3.10 Covenants, Unity of Scripture and Biblical Worldview.  Design an approach to studying the whole counsel of God and discover, systematize, and articulate its central message.
                       i.     Summarize the basic message of Scripture, including key strands (i.e. themes, motifs) and/or historical movements, in the form of a basic statement or summarize in a chart or graph.
                       ii.    Surface the basic issues of tension between the Old and New Testaments, studying the basic lines of continuity and discontinuity between the Testaments on each issue.
                       iii.    Translate the central message of the Bible into a “worldview manifesto,” which can serve as a guide for life, bringing life direction and goals into harmony with this worldview.

4.  Ministry Strategy Plans – 6 Credits
                        i.      Initial Ministry Strategy Plan that integrates ministry and mission strategy from Acts; strategy for establishing churches from the Pauline Epistles; a clear distillation of the of the core gospel (the kerygma) and the teaching of Christ and His Apostles (the didache); and a clear strategy for training leaders in the way of Christ and His Apostles – integrating the training of both local (modality) and mobile (sodality) leaders.
                        ii.     Interim Ministry Strategic Plan that integrates insight gained from the content of at least four other Leadership Series courses.
                        iii.     Final Ministry Strategy Plan that integrates insight gained from the content of all the Leadership Series courses required for this program.

5.  Ministry Practicum (Learning by Doing) – 9 Credits
                         i.     Contract learning through ministry experience, including written description of preliminary plan and learning goals, report of actual experience, and evaluation and reflection of learning accomplished.  (Credit is granted at a rate of 1 semester hour of credit for each 45 hours of approved ministry practicum.)
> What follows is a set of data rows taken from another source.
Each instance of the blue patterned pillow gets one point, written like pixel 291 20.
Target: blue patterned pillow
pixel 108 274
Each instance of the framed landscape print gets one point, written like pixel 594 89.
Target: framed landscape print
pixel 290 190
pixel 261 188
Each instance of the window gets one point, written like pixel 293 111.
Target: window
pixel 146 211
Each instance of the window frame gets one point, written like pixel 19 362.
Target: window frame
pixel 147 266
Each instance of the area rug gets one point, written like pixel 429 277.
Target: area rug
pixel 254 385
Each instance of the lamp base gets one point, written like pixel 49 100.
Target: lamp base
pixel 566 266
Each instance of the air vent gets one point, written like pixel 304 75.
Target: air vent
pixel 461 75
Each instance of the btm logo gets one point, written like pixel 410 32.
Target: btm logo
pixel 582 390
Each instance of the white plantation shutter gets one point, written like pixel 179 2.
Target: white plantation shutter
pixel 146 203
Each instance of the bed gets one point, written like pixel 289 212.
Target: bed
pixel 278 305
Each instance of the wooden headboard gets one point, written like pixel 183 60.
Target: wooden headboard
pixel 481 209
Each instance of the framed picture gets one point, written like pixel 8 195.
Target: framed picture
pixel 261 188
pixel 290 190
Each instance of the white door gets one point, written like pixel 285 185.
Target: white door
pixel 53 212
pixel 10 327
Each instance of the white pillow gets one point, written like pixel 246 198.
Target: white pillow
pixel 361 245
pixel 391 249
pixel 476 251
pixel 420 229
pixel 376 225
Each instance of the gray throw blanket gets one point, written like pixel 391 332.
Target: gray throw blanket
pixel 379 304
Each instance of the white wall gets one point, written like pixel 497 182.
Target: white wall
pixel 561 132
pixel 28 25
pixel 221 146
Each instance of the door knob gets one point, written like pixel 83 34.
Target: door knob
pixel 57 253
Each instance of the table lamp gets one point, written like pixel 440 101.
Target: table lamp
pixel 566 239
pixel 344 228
6.  Teaching Practicum (Learning by Teaching) – 9 Credits
                          i.     Contract learning through teaching experience, including written description of preliminary plan and learning goals, report of actual experience, and evaluation and reflection of learning accomplished.  Students should receive evaluation in the following manner:
·         A ministry leader should evaluate the student’s teaching to identify strengths and weaknesses related to the course content (not necessarily the student’s teaching skills);
·         Participants should evaluate what they thought was accomplished in terms of their own learning, as well as what would have been helpful in better accomplishing the course goals because this may be a key indicator of areas that the student doing the teaching may still need to develop.
·         Students should evaluate themselves in terms of what they accomplished related to the course content, including what they identified as areas that may still need further development.
                         ii.     The First Principles Series
                          i.     The First Principles Series I
                         iii.     Leadership Series Courses
                                  i.      Acts: Keys to the Establishment and Expansion of the First Century Church
                                  ii.      Pauline Epistles: Strategies for Establishing Churches

7.  Other – 30 Credits
                          i.     Additional Competencies – Determined by certified leaders for everyone in that partner program.
                          ii.    Free Electives – May include additional Leadership Series courses, Lifelong Learning Reading Program, Leading “Great Books” Community Discussions, Ministry Practicum, additional Teaching Practicum, credit by testing, or other transfer credit.